A roundup of campaign news items of interest for Wednesday, September 15, 2021:
DEMS QUESTION MILLER-MEEKS’ FINANCES: Democrats are raising questions about Iowa freshman Republican U.S. Rep. Mariannette Miller-Meeks’ finances – or apparent lack thereof.
Miller-Meeks’ personal financial disclosure form, which she filed with the Clerk of House on Aug. 13, is notably scarce. The only financial information listed on the form is Miller-Meeks’ $100,000 salary as a member of Congress (that despite the report intended to cover the previous full year’s finances for 2020; Miller-Meeks did not become a member of Congress until 2021) and a deferred compensation payout from Great River Health System in Burlington, where Miller-Meeks worked as an ophthalmologist before being elected to Congress. The report, which is required annually of all House members and congressional candidates, does not list the mount of the payout, only that the compensation exceeds $5,000.
Additionally, Miller-Meeks does not disclose any assets or liabilities, including assets she previously disclosed in 2019 as a candidate. That includes her state pension, a money market fund, IRA and stocks she listed in 2019.
Democratic Congressional Campaign Committee spokesperson Elena Kuhn accused Miller-Meeks of trying to hide her financial records and “skirt the rules required of every member of Congress.”
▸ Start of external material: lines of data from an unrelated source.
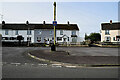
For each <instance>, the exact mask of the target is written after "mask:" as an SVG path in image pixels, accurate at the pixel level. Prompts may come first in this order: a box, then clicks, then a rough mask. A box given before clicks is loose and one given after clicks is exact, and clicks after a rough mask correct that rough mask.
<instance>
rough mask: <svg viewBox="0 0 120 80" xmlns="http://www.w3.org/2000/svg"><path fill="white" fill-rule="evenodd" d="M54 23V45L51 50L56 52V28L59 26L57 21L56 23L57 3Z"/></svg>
mask: <svg viewBox="0 0 120 80" xmlns="http://www.w3.org/2000/svg"><path fill="white" fill-rule="evenodd" d="M53 5H54V21H53V26H54V44H53V45H52V46H51V50H52V51H56V45H55V42H56V30H55V26H57V21H56V2H54V4H53Z"/></svg>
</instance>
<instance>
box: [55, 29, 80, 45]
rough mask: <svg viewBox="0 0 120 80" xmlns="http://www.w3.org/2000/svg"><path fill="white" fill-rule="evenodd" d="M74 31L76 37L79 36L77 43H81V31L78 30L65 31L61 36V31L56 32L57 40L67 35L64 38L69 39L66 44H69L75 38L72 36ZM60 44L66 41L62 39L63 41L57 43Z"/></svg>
mask: <svg viewBox="0 0 120 80" xmlns="http://www.w3.org/2000/svg"><path fill="white" fill-rule="evenodd" d="M72 31H76V35H77V38H76V40H77V42H79V41H80V40H79V38H78V37H79V31H78V30H63V35H60V30H57V31H56V34H57V35H56V38H57V37H63V36H64V35H66V36H65V37H64V38H67V39H66V42H67V43H69V42H72V38H75V37H71V35H72ZM68 37H69V41H68ZM56 41H57V39H56ZM57 42H58V43H59V42H64V40H63V38H62V40H61V41H57Z"/></svg>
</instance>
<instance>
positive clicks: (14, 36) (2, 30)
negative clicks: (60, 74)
mask: <svg viewBox="0 0 120 80" xmlns="http://www.w3.org/2000/svg"><path fill="white" fill-rule="evenodd" d="M15 32H16V30H10V29H9V30H8V35H5V29H0V34H2V37H17V36H18V35H22V36H23V37H24V41H27V37H31V43H34V30H31V33H32V34H31V35H27V30H18V35H16V34H15Z"/></svg>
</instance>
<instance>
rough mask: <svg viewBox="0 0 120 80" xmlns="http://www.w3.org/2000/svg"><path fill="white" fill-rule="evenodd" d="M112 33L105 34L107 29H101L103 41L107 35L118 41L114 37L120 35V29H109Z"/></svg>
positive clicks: (112, 39)
mask: <svg viewBox="0 0 120 80" xmlns="http://www.w3.org/2000/svg"><path fill="white" fill-rule="evenodd" d="M109 32H110V35H105V30H101V42H103V41H105V37H106V36H108V37H111V42H117V41H114V40H113V37H116V36H118V35H120V30H109Z"/></svg>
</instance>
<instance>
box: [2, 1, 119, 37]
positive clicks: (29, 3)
mask: <svg viewBox="0 0 120 80" xmlns="http://www.w3.org/2000/svg"><path fill="white" fill-rule="evenodd" d="M0 5H1V7H0V14H3V15H4V16H3V20H5V21H6V23H7V22H12V23H15V22H19V23H25V22H26V20H28V21H29V22H30V23H42V22H43V21H46V23H52V21H53V2H4V3H2V4H0ZM110 20H112V21H113V22H117V21H118V2H57V22H58V24H59V23H60V24H62V23H64V24H65V23H67V21H69V22H70V23H71V24H74V23H75V24H77V25H78V26H79V29H80V37H84V34H85V33H87V34H89V33H91V32H100V28H101V23H104V22H109V21H110Z"/></svg>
A spokesperson for Miller-Meeks’ office said Miller-Meeks did not receive any income – salary or benefits – from Great River Health System and did not receive her pension from the Iowa Public Employees Retirement System in 2020.
“I can confirm through the Congresswoman that she does not have any outside income (IRAs/401ks),” according to the spokesperson. “The Congresswoman said she divested of those assets (stocks, etc.) before she became a (House) Member. The income reported includes 2021 congressional pay, and the Congresswoman is already working with the House to ensure the filing is complete.”
SoS CANDIDATE: Democrat Eric Van Lancker announced his campaign for Iowa Secretary of State in 2022.
Van Lancker is serving his fourth term as Clinton County Auditor and Commissioner of Elections and served as president of the Iowa State Association of County Auditors in 2014. Van Lancker, in a news release, said his focus has been on protecting the vote through improved election administration.
“Iowans have never needed a voting advocate more than they do at this moment,” Van Lancker said in a statement, referring to sweeping changes made to Iowa elections laws passed this spring by the Republican-led Iowa Legislature and signed into law by Gov. Kim Reynolds and backed by Republican Iowa Secretary of State Paul Pate.
The new law shortens the state's early-voting period, closes polls an hour early on election day and bars elections officials from proactively sending ballot request forms to voters, among other provisions.
Pate, who is now in his third term as Iowa’s Commissioner of Elections, has not publicly said whether he will run for re-election in 2022, but has been raising money. Pate did not immediately respond to a request for comment Wednesday afternoon.
UNION ENDORSES FINKENAUER: The International Association of Sheet Metal, Air, Rail and Transportation workers endorsed Abby Finkenauer for the United States Senate. In their endorsement, SMART highlighted Abby’s commitment to fighting for working people.
“We’ve been with Abby from day one of her first congressional election,” said SMART National Legislative Director Greg Hynes. “She is an incredibly strong voice for working families not just in Iowa but for the entire country. She has never let us down and we stand proudly with her."